Além dos projetos de lei, os deputados federais mineiros foram autores ou coautores de 14 Propostas de Emenda à Constituição (PEC) em 2019. Desse universo, nenhuma das proposições foi aprovada e todas ainda tramitam na Câmara dos Deputados. As PECs tratam desde o Imposto sobre a Circulação de Mercadorias e Prestação de Serviços (ICMS) e a Lei Kandir a mudanças em regras eleitorais.
 
Três propostas tramitam em conjunto: as PECs 35, 90 e 201/2019, são relacionadas ao ICMS. A primeira, de autoria do deputado Lafayette Andrada (PRB), dá a opção aos estados de aderirem à Lei Kandir, que isenta de ICMS a exportação de bens minerais primários e produtos semielaborados deles derivados. O deputado afirma que a Lei Kandir resultou em efeitos distintos entre os membros da Federação, “o que vem provocando conflitos entres os estados e a União”. Andrada prossegue na justificativa afirmando que a diminuição de arrecadação do ICMS também afetou os municípios, privando as cidades de “serviços básicos e essenciais, deixando desassistidas, principalmente, as comunidades mais carentes”.
 
Já a segunda, elaborada pelo deputado Júlio Delgado (PSB), propõe a exclusão da isenção de ICMS dos produtos oriundos de atividade mineral, mas mantém os incentivos às operações de exportação de produtos industrializados. Ao justificar a proposta, o parlamentar afirmou que, apesar de necessários, os incentivos à exportação não podem ser irrestritos. “Os lucros crescentes registrados pelas empresas de mineração demonstram que as empresas atingiram níveis operacionais que lhes permitem garantir competitividade de seus produtos em escala global. Nada mais justo do que dividir ganhos auferidos por grandes grupos empresariais com quem tanto é afetado pela atividade mineral”.
A terceira, do deputado Paulo Abi-ackel (PSDB), pretende revogar a isenção do ICMS sobre a exportação prevista pela Lei Kandir. O parlamentar afirmou no texto da proposta que a Lei cria “demasiada injustiça”, e “coloca em risco o próprio pacto federativo”. As três PECs foram apensadas à PEC 8/2015, que, por sua vez, aguarda parecer do relator da Comissão de Constituição e Justiça e de Cidadania (CCJC).

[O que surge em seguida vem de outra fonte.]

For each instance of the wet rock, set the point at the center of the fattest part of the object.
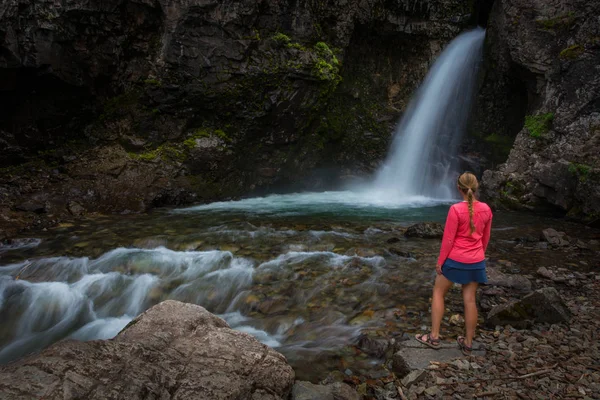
(543, 305)
(546, 273)
(554, 238)
(515, 282)
(425, 230)
(433, 391)
(402, 253)
(457, 320)
(373, 345)
(75, 209)
(35, 206)
(335, 391)
(173, 350)
(416, 356)
(413, 377)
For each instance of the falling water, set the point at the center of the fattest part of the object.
(423, 158)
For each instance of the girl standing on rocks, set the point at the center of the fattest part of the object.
(461, 260)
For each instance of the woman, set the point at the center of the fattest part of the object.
(461, 260)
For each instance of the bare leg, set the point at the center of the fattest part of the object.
(469, 294)
(441, 287)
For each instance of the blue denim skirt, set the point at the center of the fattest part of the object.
(463, 273)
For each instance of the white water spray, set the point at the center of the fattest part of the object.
(422, 159)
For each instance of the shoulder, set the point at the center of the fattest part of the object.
(484, 207)
(458, 208)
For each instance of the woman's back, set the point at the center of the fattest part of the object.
(460, 242)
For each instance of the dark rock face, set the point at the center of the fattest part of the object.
(127, 105)
(541, 88)
(542, 305)
(172, 351)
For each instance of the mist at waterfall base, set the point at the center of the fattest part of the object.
(260, 284)
(423, 157)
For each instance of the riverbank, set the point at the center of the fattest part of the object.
(336, 290)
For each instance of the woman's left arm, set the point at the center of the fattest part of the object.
(448, 239)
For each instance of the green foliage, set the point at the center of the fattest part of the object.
(153, 82)
(538, 125)
(565, 20)
(326, 68)
(199, 133)
(582, 171)
(115, 106)
(282, 38)
(571, 52)
(297, 46)
(323, 51)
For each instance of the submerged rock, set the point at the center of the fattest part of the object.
(425, 230)
(172, 351)
(554, 238)
(543, 305)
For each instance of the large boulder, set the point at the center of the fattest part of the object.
(172, 351)
(426, 230)
(335, 391)
(543, 305)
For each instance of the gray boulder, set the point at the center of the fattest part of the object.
(542, 305)
(172, 351)
(336, 391)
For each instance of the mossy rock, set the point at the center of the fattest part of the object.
(571, 52)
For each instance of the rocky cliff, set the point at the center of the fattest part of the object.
(124, 105)
(542, 86)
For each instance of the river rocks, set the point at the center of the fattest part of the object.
(554, 238)
(425, 230)
(542, 305)
(334, 391)
(374, 345)
(515, 282)
(174, 350)
(414, 356)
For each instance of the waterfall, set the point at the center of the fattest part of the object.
(422, 160)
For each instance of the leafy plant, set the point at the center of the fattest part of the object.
(538, 125)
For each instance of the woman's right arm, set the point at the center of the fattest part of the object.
(487, 231)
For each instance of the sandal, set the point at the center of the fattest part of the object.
(463, 347)
(427, 340)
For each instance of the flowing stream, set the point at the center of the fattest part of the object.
(422, 160)
(305, 273)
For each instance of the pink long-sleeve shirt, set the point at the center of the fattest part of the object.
(458, 243)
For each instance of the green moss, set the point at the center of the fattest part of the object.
(153, 82)
(199, 133)
(166, 152)
(115, 106)
(282, 38)
(296, 46)
(582, 171)
(571, 52)
(538, 125)
(565, 20)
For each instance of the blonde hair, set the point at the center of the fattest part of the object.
(468, 184)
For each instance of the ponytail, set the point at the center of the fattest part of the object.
(470, 202)
(468, 184)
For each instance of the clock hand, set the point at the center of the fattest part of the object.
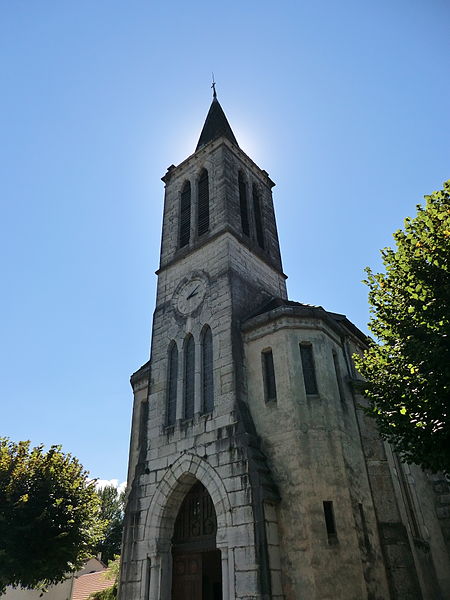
(193, 293)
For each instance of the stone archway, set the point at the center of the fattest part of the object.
(196, 561)
(160, 523)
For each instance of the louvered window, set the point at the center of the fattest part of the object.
(171, 412)
(185, 215)
(258, 217)
(309, 372)
(270, 388)
(189, 377)
(203, 203)
(243, 205)
(207, 371)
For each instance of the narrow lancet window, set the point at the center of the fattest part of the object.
(270, 388)
(185, 215)
(207, 372)
(243, 205)
(189, 377)
(338, 378)
(258, 217)
(203, 203)
(172, 379)
(330, 522)
(309, 372)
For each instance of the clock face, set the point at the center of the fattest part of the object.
(191, 295)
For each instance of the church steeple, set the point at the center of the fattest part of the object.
(216, 125)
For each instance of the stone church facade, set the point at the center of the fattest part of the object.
(253, 474)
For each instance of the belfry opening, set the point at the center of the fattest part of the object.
(196, 561)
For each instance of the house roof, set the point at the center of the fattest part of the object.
(85, 585)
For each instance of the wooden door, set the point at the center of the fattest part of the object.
(187, 577)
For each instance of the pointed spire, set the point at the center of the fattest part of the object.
(216, 124)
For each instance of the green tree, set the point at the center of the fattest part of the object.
(407, 374)
(49, 515)
(111, 511)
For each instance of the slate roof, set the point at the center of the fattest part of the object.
(305, 310)
(85, 585)
(216, 125)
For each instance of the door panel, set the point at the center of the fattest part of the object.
(187, 577)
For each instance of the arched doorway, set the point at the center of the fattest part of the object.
(196, 561)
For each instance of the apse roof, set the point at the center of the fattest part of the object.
(216, 125)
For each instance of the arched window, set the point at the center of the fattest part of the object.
(203, 203)
(189, 377)
(258, 217)
(207, 371)
(243, 204)
(172, 378)
(185, 215)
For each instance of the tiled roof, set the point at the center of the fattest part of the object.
(85, 585)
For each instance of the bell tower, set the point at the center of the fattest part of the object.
(220, 259)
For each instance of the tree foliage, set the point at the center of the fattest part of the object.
(111, 511)
(49, 515)
(408, 372)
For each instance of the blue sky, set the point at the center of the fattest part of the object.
(345, 104)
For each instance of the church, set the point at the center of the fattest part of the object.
(253, 473)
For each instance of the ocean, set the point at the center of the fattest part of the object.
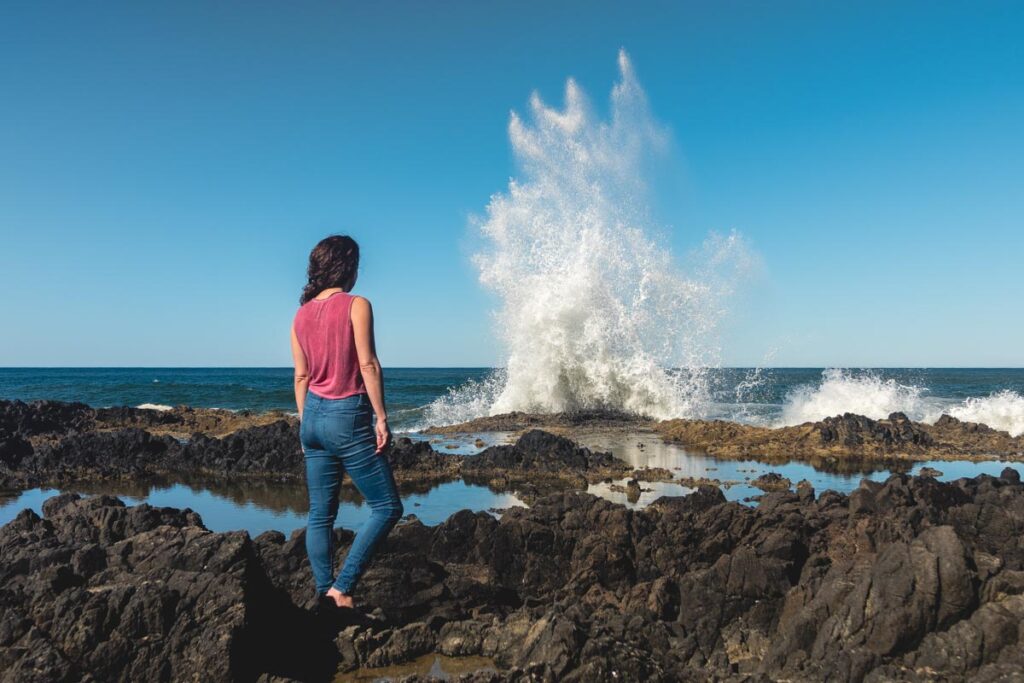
(417, 395)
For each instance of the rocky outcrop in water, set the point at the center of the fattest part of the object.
(540, 463)
(52, 442)
(908, 580)
(845, 436)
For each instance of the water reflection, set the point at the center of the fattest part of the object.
(842, 475)
(261, 506)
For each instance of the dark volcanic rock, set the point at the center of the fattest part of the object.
(100, 592)
(540, 463)
(43, 417)
(272, 449)
(853, 431)
(907, 580)
(772, 481)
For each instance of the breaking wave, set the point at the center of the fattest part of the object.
(594, 311)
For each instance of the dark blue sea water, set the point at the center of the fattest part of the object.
(763, 396)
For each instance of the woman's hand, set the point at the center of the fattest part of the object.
(383, 435)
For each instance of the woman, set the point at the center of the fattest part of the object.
(339, 387)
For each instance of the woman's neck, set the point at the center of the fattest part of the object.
(328, 292)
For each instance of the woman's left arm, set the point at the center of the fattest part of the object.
(301, 374)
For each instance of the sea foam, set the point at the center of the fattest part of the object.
(594, 312)
(865, 393)
(155, 407)
(1003, 410)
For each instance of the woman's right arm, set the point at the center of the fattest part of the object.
(370, 367)
(301, 374)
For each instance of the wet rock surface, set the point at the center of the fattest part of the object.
(48, 442)
(908, 580)
(846, 435)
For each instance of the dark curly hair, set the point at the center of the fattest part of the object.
(333, 262)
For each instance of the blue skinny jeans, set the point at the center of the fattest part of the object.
(338, 436)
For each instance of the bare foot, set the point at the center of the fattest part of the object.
(340, 598)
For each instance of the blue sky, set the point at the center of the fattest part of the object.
(166, 167)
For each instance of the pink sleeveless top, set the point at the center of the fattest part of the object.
(325, 333)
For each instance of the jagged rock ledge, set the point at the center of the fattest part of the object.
(846, 436)
(52, 442)
(908, 580)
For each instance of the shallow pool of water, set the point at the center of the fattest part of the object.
(257, 507)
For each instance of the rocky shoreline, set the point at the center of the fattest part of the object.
(847, 436)
(908, 580)
(50, 442)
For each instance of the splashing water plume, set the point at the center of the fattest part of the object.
(593, 314)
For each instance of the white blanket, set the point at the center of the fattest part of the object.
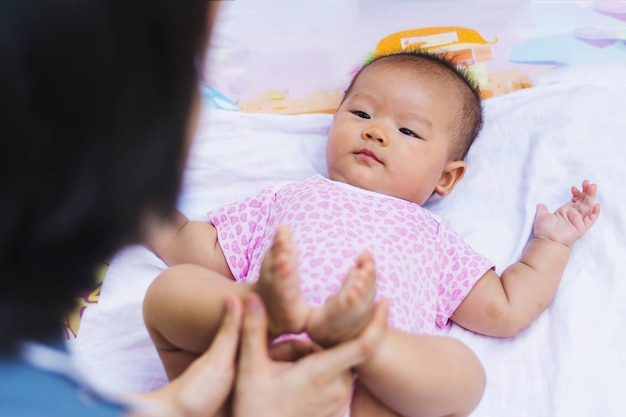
(535, 145)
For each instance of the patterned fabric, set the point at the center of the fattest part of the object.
(423, 267)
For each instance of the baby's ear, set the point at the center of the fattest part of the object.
(451, 175)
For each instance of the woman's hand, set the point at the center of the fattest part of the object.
(318, 383)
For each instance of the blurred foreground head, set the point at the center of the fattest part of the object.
(95, 103)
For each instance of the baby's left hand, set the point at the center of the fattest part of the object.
(570, 221)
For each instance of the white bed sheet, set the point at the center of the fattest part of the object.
(535, 145)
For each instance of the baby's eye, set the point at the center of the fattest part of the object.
(361, 114)
(407, 132)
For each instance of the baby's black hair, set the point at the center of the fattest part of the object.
(470, 124)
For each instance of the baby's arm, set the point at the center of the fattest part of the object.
(183, 241)
(504, 306)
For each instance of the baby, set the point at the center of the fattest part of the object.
(400, 135)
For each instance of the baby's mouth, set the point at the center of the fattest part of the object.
(367, 155)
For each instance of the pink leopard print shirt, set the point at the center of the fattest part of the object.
(423, 267)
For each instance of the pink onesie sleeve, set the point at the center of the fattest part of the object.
(462, 267)
(241, 227)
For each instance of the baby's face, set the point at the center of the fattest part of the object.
(392, 134)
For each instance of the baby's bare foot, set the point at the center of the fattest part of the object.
(279, 286)
(344, 314)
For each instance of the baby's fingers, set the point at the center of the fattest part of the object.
(592, 216)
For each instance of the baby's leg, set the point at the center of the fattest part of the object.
(183, 310)
(344, 314)
(279, 286)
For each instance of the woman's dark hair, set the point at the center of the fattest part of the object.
(95, 97)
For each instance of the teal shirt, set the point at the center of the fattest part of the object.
(28, 390)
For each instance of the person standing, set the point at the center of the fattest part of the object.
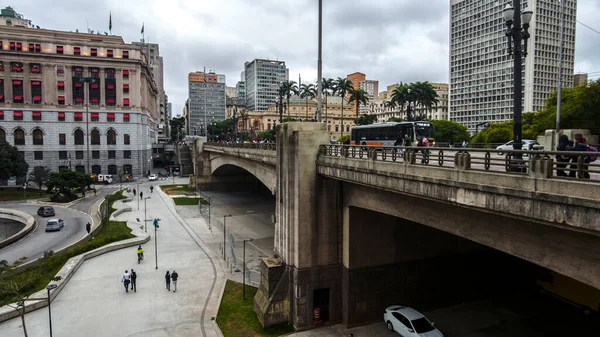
(174, 277)
(126, 279)
(133, 280)
(168, 280)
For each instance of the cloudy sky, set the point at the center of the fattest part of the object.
(388, 40)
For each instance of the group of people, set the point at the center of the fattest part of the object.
(578, 144)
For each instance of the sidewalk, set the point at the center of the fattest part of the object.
(94, 302)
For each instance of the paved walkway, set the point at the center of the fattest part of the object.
(94, 302)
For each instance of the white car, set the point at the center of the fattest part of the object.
(408, 322)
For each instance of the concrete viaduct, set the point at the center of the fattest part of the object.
(354, 234)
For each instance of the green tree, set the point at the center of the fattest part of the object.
(39, 175)
(446, 131)
(358, 96)
(289, 88)
(342, 87)
(177, 128)
(365, 119)
(12, 164)
(307, 91)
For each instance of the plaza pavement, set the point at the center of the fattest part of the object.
(94, 302)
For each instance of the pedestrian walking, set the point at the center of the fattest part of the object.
(126, 278)
(174, 277)
(168, 280)
(133, 280)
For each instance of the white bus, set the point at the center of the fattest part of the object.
(390, 133)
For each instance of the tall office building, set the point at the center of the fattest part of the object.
(263, 78)
(206, 94)
(481, 71)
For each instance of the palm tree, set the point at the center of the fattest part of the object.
(328, 88)
(358, 96)
(307, 91)
(289, 88)
(342, 87)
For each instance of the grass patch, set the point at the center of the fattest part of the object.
(16, 193)
(236, 316)
(187, 201)
(38, 277)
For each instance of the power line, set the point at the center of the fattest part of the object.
(588, 27)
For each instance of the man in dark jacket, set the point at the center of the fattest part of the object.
(174, 277)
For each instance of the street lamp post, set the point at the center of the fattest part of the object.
(87, 117)
(224, 235)
(244, 270)
(50, 287)
(514, 33)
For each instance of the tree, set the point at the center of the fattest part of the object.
(307, 91)
(365, 119)
(358, 96)
(448, 131)
(289, 88)
(177, 128)
(342, 87)
(12, 163)
(328, 87)
(39, 175)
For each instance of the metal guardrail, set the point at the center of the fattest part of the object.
(575, 164)
(254, 146)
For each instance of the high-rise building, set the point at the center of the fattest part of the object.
(263, 78)
(481, 71)
(59, 121)
(206, 93)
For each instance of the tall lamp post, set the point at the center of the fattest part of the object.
(87, 116)
(244, 270)
(514, 33)
(225, 235)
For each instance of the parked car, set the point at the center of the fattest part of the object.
(408, 322)
(46, 211)
(527, 144)
(55, 225)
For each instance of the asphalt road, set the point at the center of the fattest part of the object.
(39, 241)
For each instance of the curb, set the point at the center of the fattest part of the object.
(21, 217)
(40, 299)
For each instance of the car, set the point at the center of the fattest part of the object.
(46, 211)
(55, 225)
(408, 322)
(527, 145)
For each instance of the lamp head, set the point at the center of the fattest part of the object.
(508, 13)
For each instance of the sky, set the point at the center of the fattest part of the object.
(388, 40)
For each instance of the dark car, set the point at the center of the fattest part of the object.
(46, 211)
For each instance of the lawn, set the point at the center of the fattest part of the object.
(236, 317)
(38, 277)
(187, 201)
(16, 193)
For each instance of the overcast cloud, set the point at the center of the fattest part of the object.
(388, 40)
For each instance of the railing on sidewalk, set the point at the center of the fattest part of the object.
(573, 164)
(255, 146)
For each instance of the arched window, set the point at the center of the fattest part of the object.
(95, 137)
(78, 135)
(111, 137)
(38, 137)
(19, 137)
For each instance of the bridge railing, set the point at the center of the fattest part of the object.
(254, 146)
(572, 165)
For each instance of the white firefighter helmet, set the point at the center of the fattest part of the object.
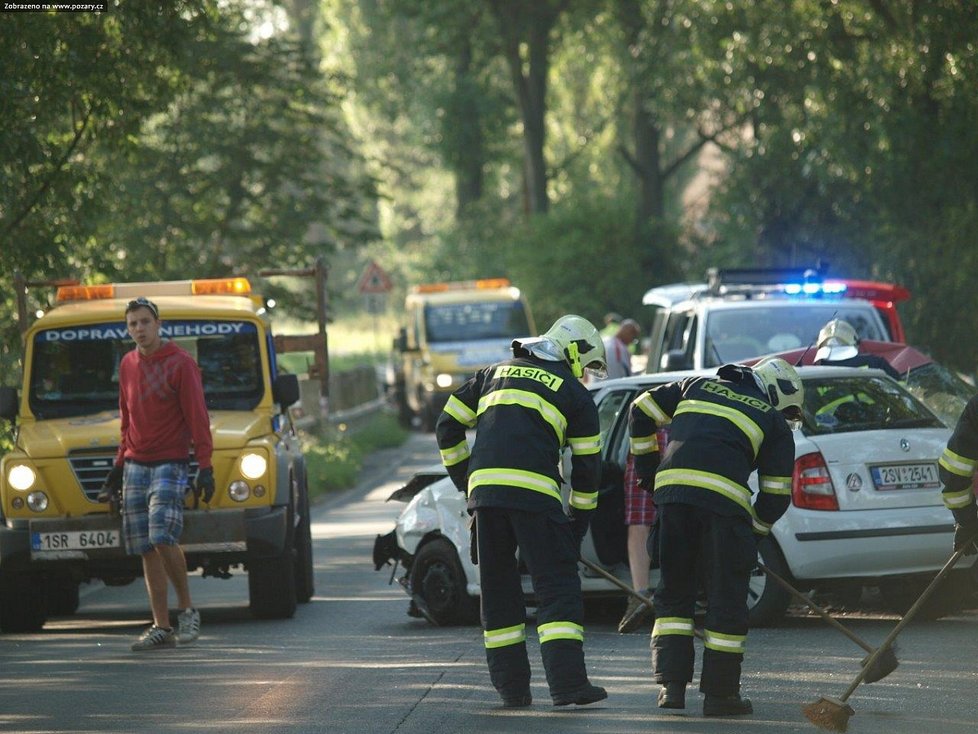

Polarização política O deputado Mário Heringer (PDT), por meio da PEC 230/2019, propôs que os três candidatos mais votados no primeiro turno das eleições presidenciais concorram no segundo turno. O parlamentar afirmou que a proposta pretende corrigir tanto a polarização como o chamado voto útil. “A presença de três candidatos no segundo turno das eleições majoritárias faz com que os eleitores insatisfeitos com a polarização tenham a oportunidade de expressar sua escolha em um terceiro candidato, esse, provavelmente, com menor índice de rejeição”.
 
Outra proposta, de autoria do deputado Reginaldo Lopes (PT), busca limitar os subsídios de ocupantes de cargos, funções e empregos públicos. A PEC 220/2019 estabelece o salário de professor universitário titular doutor em dedicação exclusiva como teto para a remuneração de servidores públicos. A justificativa do parlamentar é que a proposta pretende valorizar a educação.”Para que os governos possam ter como premissa esta visão devemos colocar o salário do professor no patamar do reconhecimento de que é a principal atividade profissional de todo país”, escreveu.